Schwung kommt erst wieder in den Alltag, als die Familie Maguire im Hotel absteigt. Dem Sprössling (Dylan Torrell) soll Tom das Tennisspielen beibringen. Zwischen Tom und der Mutter Anne (Stacy Martin) liegt derweil irgendetwas in der Luft. Romantische Anziehung wird dort angedeutet und doch bleiben beide distanziert. Tom scheint zudem väterliche Gefühle für den Jungen zu entwickeln. Doch da taucht Annes Partner Dave (Jack Farthing) auf, ein ignoranter, misstrauischer Mann, der nach einem gemeinsamen Partyausflug auf unerklärliche Weise verschwindet…
Jan-Ole Gerster und seine Ko-Autoren Blaž Kutin und Lawrie Doran unternehmen hier eine durchaus ambitionierte thematische Verschränkung aus Krimi- und Thriller-Elementen, einer Romanze, Alltagsbetrachtung und Charakterstudie, wie man sie aus Gersters bisherigen Arbeiten kennt. Zunächst einmal erzählt sein Film von all den wirren Zuschreibungen und Sehnsüchten, die in dieser künstlichen Touristenwelt zu finden sind. Die Einheimischen und Arbeitenden, die den Urlaubsgästen eine schöne Zeit bereiten, betrachtet man als exotische Fremde, in deren Realität man sich kaum hineinversetzen kann. Man lässt sich umgarnen von der puren Heile-Welt-Illusion. Man sehnt sich immer nach dem, was man selbst nicht hat, aber wie sieht es eigentlich auf der anderen Seite aus?

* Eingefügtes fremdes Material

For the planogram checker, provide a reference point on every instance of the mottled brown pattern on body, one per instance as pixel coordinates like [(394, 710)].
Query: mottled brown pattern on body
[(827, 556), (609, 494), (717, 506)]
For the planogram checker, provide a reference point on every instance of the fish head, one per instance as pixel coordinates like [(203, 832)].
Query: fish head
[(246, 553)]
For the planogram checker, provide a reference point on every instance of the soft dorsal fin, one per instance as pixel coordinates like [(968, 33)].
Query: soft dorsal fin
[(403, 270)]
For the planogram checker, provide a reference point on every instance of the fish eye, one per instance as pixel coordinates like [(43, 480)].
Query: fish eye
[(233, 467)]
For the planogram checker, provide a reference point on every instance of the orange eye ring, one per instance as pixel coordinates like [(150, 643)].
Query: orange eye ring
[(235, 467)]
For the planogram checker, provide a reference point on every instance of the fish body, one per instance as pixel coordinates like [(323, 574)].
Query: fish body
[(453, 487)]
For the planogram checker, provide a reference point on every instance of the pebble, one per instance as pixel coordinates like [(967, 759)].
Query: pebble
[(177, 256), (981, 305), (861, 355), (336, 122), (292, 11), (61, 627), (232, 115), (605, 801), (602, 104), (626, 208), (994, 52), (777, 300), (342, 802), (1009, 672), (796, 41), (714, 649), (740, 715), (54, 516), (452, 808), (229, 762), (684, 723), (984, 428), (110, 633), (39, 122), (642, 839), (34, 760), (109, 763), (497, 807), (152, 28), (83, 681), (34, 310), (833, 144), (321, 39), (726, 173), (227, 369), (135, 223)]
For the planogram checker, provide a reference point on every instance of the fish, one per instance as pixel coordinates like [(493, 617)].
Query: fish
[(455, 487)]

Das ist an sich keine allzu originelle oder tiefergehend verhandelte Erkenntnis. Und es hätte ebenso wenig, nachdem dieses Motiv etabliert wurde, eine zusätzliche, plakative Sequenz gebraucht, in der Gerster noch einmal zwei ältere Herren mit Biergläsern auftauchen lässt, die dann naiv behaupten, der Tennistrainer habe im Leben alles richtig gemacht. Immer schönes Wetter! Na, dann ist ja alles gut, oder?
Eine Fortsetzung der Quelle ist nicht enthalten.